Aditi Raghunathan#1112
All kinds of reward hacks have been discovered in LLM training and evaluation, making benchmark results and agents' learned behaviors hard to trust. In our new paper, we turn and ask: what if we just let an agent exploit our environments and have another agent patch them?
Positive users praise the new agent-based method for hardening LLM benchmarks against reward hacks, describing it as clean and expressing interest in connecting with researchers.
Benchmarks get reward-hacked constantly. KernelBench alone has a long list: monkey-patching timing functions, caching reference outputs, etc. Fixing these is painful and new exploits keep surfacing. But if agents can find exploits, can they automatically patch them too? (1/8)
A joint work with @IvSegal @neversupervised @Shashwa02469621 @kexun_zhang @AdtRaghunathan!
Paper: http://arxiv.org/abs/2606.08960 Code: http://github.com/few-sh/harden-v0
These levers are quite effective. On KernelBench, with only Gemini 3 Flash in the loop, the hardened verifiers block every publicly documented exploit — hacks found by different models, RL-trained agents, and humans — dropping attack success from 62% to 0%. (4/8)
As part of this work, we also release a dataset of 323 hackable environments and 3632 exploit trajectories collected during our initial investigation. (7/8)

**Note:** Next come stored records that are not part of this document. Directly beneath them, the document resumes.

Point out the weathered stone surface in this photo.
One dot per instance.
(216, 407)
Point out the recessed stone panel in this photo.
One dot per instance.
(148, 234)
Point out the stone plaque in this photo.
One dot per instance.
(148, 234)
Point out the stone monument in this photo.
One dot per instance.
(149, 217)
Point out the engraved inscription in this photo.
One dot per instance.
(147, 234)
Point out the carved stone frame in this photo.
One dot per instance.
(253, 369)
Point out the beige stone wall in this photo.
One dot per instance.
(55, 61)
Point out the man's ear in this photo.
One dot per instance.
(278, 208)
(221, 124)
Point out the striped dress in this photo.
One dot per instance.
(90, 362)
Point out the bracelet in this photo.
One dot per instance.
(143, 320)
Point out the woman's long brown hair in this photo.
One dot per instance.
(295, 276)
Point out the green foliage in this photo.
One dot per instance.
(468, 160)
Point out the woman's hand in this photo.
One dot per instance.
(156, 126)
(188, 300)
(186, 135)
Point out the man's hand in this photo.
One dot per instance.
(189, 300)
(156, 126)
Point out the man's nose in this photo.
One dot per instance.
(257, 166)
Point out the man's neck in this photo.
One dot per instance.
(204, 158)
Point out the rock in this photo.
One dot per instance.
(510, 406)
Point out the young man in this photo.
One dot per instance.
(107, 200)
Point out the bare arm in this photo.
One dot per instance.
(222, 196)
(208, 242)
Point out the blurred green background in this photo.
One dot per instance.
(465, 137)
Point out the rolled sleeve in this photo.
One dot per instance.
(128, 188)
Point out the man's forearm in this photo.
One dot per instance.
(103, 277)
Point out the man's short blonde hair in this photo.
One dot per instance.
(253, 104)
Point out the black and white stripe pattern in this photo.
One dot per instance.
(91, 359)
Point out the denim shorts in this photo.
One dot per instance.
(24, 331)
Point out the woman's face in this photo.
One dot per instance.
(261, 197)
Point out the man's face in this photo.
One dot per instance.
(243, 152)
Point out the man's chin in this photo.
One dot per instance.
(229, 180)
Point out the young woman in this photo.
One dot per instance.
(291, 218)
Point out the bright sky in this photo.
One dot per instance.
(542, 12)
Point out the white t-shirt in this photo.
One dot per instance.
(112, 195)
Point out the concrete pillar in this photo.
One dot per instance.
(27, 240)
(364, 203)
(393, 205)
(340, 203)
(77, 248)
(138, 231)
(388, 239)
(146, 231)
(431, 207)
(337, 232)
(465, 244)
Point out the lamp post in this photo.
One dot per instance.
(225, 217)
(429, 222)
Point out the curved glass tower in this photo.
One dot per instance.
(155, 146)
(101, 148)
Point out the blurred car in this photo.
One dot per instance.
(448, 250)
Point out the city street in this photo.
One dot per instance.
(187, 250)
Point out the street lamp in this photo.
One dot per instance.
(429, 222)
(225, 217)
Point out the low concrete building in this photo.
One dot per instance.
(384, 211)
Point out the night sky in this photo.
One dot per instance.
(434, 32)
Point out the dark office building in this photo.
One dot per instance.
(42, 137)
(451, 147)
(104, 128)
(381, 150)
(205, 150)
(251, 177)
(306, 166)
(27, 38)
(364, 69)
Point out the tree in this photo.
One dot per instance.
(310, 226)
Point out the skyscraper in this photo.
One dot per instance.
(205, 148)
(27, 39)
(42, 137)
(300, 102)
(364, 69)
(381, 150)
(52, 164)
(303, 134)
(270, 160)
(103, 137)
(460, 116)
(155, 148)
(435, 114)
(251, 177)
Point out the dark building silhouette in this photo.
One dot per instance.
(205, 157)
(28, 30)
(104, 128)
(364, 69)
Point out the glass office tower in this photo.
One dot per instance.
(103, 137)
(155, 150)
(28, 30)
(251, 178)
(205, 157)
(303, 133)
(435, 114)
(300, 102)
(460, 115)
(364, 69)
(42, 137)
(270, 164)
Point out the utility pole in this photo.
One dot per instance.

Benchmark hardening has been a game of whack-a-mole, but we think it could largely be a continuous, automated process. Our hacker-fixer-verifier loop is a first step toward that, and we're excited to continue exploring where it can take us! (8/8)

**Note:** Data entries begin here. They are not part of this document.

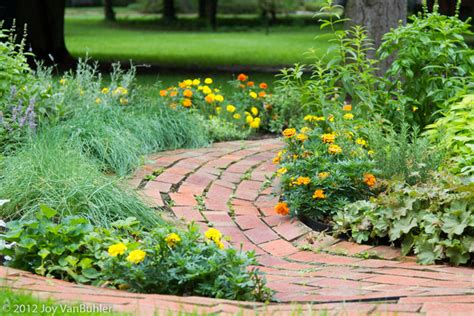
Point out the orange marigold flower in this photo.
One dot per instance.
(334, 149)
(188, 93)
(282, 208)
(289, 132)
(187, 103)
(242, 77)
(370, 179)
(319, 194)
(347, 107)
(328, 138)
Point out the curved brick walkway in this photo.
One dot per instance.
(229, 186)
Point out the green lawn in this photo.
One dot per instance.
(141, 39)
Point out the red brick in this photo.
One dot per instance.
(390, 279)
(183, 199)
(188, 213)
(249, 221)
(260, 235)
(279, 248)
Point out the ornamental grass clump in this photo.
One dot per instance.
(128, 256)
(49, 170)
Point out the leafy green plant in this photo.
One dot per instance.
(161, 260)
(432, 63)
(455, 132)
(434, 220)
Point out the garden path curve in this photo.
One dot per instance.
(229, 186)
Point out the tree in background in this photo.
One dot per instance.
(44, 20)
(378, 17)
(109, 10)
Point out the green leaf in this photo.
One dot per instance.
(46, 211)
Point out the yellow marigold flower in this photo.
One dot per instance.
(370, 179)
(210, 98)
(289, 132)
(172, 239)
(282, 208)
(117, 249)
(323, 175)
(302, 181)
(187, 103)
(361, 141)
(254, 111)
(328, 138)
(188, 93)
(319, 194)
(213, 234)
(136, 256)
(206, 90)
(120, 91)
(255, 123)
(302, 137)
(334, 149)
(347, 107)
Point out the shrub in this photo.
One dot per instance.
(455, 132)
(326, 166)
(432, 62)
(50, 171)
(433, 220)
(162, 260)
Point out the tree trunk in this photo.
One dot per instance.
(378, 17)
(169, 12)
(109, 10)
(44, 21)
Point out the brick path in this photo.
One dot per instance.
(229, 186)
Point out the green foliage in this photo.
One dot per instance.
(49, 170)
(326, 167)
(433, 63)
(434, 220)
(455, 132)
(403, 155)
(162, 260)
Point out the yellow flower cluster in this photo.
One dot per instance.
(215, 236)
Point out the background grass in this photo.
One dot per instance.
(143, 39)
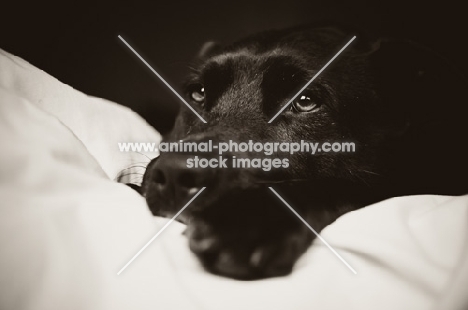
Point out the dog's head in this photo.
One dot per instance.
(238, 88)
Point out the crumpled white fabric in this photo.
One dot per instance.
(66, 228)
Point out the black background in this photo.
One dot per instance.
(77, 42)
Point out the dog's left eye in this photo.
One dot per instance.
(197, 93)
(303, 103)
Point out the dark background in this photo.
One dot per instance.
(77, 42)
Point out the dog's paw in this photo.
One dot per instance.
(248, 253)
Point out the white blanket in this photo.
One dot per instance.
(66, 228)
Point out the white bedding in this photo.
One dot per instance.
(66, 228)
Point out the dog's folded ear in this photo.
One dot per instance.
(208, 49)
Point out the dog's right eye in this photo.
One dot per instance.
(197, 93)
(303, 103)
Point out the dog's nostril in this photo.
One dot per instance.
(159, 177)
(187, 180)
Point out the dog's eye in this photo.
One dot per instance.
(303, 103)
(197, 93)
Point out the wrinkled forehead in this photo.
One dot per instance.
(247, 64)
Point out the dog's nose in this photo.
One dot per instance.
(174, 181)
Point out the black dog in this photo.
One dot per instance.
(398, 102)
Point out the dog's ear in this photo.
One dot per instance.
(208, 49)
(419, 88)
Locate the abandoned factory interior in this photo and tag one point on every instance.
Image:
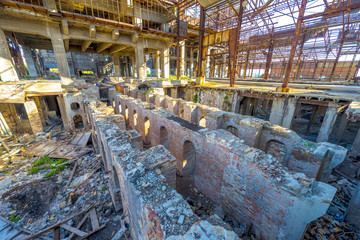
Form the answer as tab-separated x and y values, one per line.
180	119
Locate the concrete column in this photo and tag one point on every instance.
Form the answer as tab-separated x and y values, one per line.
207	65
342	127
140	61
7	68
182	58
59	51
355	149
33	116
192	70
30	62
137	20
158	65
116	65
165	63
282	111
64	113
353	210
328	123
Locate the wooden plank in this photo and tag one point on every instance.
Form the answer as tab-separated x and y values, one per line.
93	231
93	218
79	225
73	230
59	223
56	149
57	233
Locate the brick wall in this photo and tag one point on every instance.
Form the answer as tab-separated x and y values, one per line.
144	180
266	193
258	133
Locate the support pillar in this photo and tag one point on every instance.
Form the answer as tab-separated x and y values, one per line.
30	61
328	123
353	210
282	111
355	149
60	53
140	61
191	62
116	65
294	44
165	63
182	58
33	116
200	68
269	58
7	68
157	64
342	127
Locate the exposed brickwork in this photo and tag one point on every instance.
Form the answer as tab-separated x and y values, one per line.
144	180
264	193
33	116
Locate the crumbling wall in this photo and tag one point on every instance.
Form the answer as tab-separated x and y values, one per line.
296	153
252	186
154	209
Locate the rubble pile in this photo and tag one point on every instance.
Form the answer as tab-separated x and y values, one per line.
35	201
332	225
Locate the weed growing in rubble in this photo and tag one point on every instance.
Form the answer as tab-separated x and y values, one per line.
46	163
13	218
51	173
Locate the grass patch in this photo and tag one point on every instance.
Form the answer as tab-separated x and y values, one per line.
51	173
51	164
13	218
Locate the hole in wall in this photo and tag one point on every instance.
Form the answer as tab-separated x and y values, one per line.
202	122
135	119
78	122
146	131
164	137
185	179
75	106
233	130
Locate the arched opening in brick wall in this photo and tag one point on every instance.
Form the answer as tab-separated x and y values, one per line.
276	149
116	190
233	130
78	122
120	109
147	130
185	177
202	122
164	137
135	119
75	106
126	113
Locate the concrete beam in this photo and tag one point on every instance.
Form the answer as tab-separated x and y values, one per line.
65	27
102	46
115	34
92	31
353	211
116	49
328	123
85	44
7	69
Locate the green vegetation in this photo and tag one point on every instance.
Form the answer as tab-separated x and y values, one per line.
13	218
195	99
46	163
144	92
309	144
51	173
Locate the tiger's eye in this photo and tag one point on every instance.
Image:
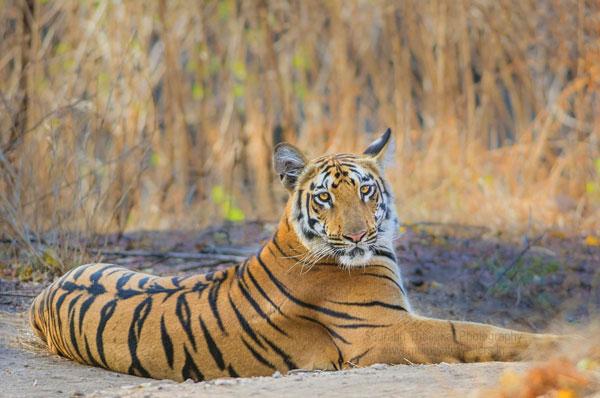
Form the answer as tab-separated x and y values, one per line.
324	196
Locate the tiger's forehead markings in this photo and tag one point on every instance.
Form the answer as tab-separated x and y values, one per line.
337	169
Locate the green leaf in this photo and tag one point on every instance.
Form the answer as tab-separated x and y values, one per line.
197	91
235	214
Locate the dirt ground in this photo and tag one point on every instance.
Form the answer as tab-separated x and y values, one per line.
451	272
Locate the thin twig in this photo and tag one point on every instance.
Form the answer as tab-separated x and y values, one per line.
516	260
212	253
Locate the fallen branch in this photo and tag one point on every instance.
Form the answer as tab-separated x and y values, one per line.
213	253
187	256
516	260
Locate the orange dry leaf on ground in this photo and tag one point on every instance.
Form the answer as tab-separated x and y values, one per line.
556	378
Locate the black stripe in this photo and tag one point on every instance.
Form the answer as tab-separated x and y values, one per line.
135	330
106	313
166	341
89	353
212	346
213	295
245	326
385	277
190	369
72	334
374	303
262	292
182	310
286	358
256	355
361	326
283	289
385	253
328	329
355	360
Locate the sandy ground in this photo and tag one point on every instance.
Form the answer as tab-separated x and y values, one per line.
27	370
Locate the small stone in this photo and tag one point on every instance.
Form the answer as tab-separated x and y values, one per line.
224	382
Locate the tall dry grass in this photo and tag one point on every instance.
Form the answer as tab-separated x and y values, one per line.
119	115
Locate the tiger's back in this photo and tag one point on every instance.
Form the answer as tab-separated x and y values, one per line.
224	324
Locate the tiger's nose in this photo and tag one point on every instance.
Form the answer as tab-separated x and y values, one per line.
356	237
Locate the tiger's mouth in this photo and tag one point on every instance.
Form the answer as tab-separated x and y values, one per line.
355	255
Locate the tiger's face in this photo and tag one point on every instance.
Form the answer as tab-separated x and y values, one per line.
341	204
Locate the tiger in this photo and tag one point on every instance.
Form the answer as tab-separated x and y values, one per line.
323	293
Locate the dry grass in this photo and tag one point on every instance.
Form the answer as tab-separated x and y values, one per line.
120	115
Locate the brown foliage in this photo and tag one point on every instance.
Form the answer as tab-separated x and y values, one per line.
125	115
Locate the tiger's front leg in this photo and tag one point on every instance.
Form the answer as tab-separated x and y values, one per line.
417	339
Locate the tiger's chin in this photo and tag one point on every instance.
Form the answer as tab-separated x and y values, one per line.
355	257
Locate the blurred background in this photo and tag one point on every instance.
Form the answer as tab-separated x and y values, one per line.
125	115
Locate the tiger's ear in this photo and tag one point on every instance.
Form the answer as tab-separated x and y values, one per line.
289	163
382	149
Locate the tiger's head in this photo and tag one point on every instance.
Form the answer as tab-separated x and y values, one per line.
341	206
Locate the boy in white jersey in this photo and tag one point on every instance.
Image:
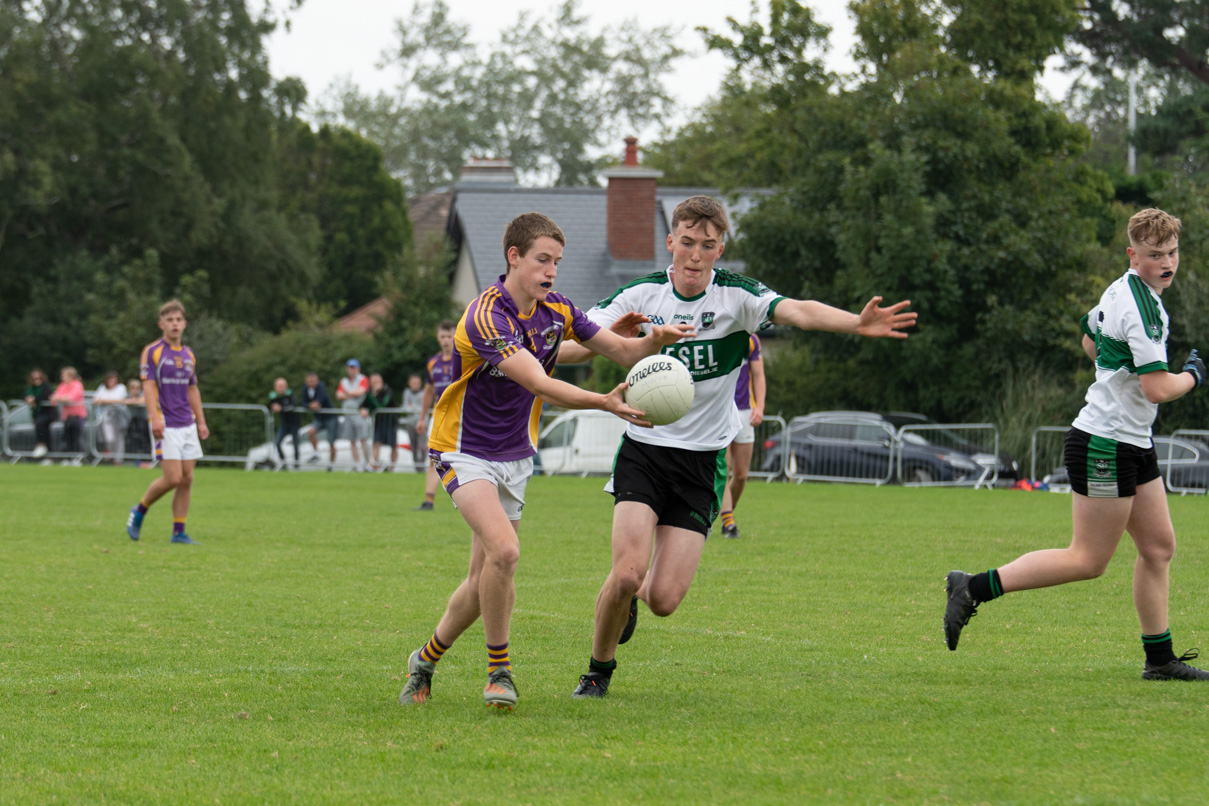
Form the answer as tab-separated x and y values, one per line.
168	370
667	481
1110	456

The hacker-fixer-verifier loop alternates three agents: a hacker exploits the task to pass the verifier, a fixer patches it to block the exploit, and a solver confirms the patch accepts valid solutions. Each patch forces a new exploit, surfacing ever-deeper vulnerabilities. (2/8)

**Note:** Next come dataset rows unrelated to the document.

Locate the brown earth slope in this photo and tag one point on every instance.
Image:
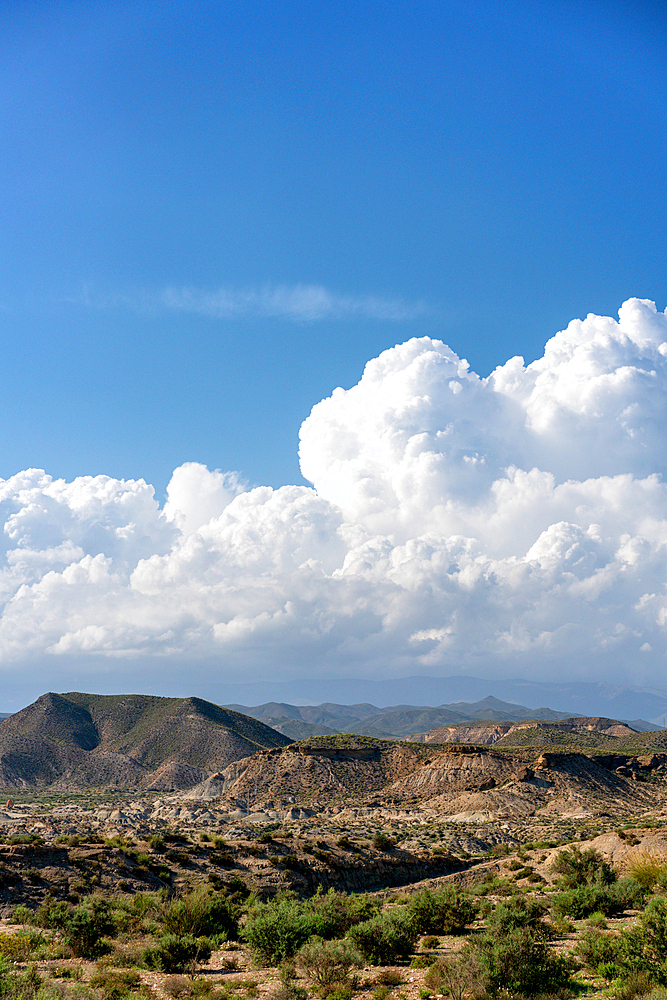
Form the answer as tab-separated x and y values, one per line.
455	781
488	733
124	741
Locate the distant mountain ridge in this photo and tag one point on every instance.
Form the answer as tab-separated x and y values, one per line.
395	722
589	698
124	741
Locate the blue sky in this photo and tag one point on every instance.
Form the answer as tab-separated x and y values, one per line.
477	172
215	214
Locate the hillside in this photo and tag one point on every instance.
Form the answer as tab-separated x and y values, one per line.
395	722
356	775
124	741
573	733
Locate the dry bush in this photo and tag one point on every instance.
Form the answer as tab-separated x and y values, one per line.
645	865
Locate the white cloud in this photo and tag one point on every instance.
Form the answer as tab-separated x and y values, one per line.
515	524
303	303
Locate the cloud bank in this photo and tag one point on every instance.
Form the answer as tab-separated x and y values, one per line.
304	303
512	525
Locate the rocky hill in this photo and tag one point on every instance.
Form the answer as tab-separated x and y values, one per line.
70	741
396	722
533	732
453	781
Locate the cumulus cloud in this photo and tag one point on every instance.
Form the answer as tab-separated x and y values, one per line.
511	524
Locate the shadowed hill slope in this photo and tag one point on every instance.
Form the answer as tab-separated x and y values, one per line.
124	741
459	782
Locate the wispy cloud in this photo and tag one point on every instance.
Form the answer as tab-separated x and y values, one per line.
299	302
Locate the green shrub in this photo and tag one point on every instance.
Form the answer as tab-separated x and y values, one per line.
177	953
643	948
53	913
458	976
114	984
328	962
520	961
595	947
87	926
516	912
423	961
201	913
22	915
20	947
609	900
444	911
334	912
276	930
385	938
578	868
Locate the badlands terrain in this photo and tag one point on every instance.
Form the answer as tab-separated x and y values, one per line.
142	802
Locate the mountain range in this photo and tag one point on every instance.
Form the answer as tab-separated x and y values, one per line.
124	741
395	722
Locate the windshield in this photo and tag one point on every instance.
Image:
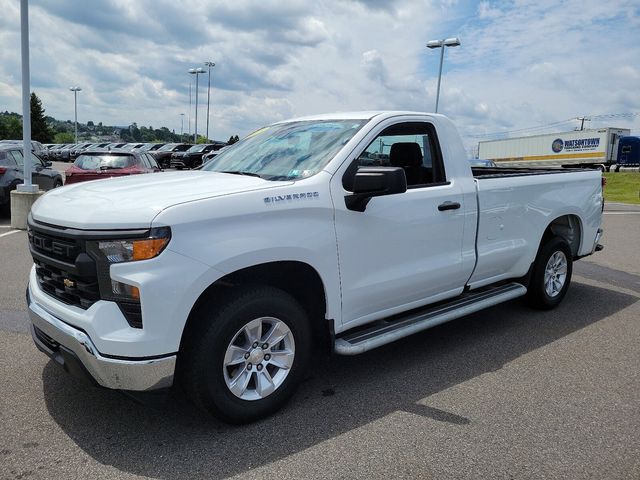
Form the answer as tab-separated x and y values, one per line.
167	147
287	151
197	148
104	162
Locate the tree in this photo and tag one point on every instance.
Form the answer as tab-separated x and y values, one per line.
10	128
40	131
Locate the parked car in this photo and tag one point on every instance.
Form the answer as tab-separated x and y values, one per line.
94	165
132	146
228	280
77	150
163	154
152	147
12	172
194	156
36	147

We also see a surprising weak-to-strong result. Flash-built defenses block attacks from Gemini 3.1 Pro (76% → 0%) and Claude Opus 4.7 (61% → 0%). Verifier access + defense sharing lets a weaker model build defenses that hold against stronger attackers. (5/8)
Two simple levers we discovered: (1) letting the in-loop hacker read the verifier source, so it can make more informed exploits, and (2) a shared defense pool, so a fix discovered on one task automatically propagates to every other task sharing the same eval infrastructure. (3/8)
We also tested the loop on 77 tasks in the Terminal Bench. The tasks and exploits are much more diverse, but we also see a robustness improvement: unhinted attacks drop from 39% to 17%, documented exploits from 50% to 39%. (6/8)
@fjzzq2002 @IvSegal @neversupervised @Shashwa02469621 @kexun_zhang @AdtRaghunathan this is clean. 🤝 happy to connect ;)
@fjzzq2002 I can help send me a dm for help
Aditi Raghunathan#1112All kinds of reward hacks have been discovered in LLM training and evaluation, making benchmark results and agents' learned behaviors hard to trust. In our new paper, we turn and ask: what if we just let an agent exploit our environments and have another agent patch them?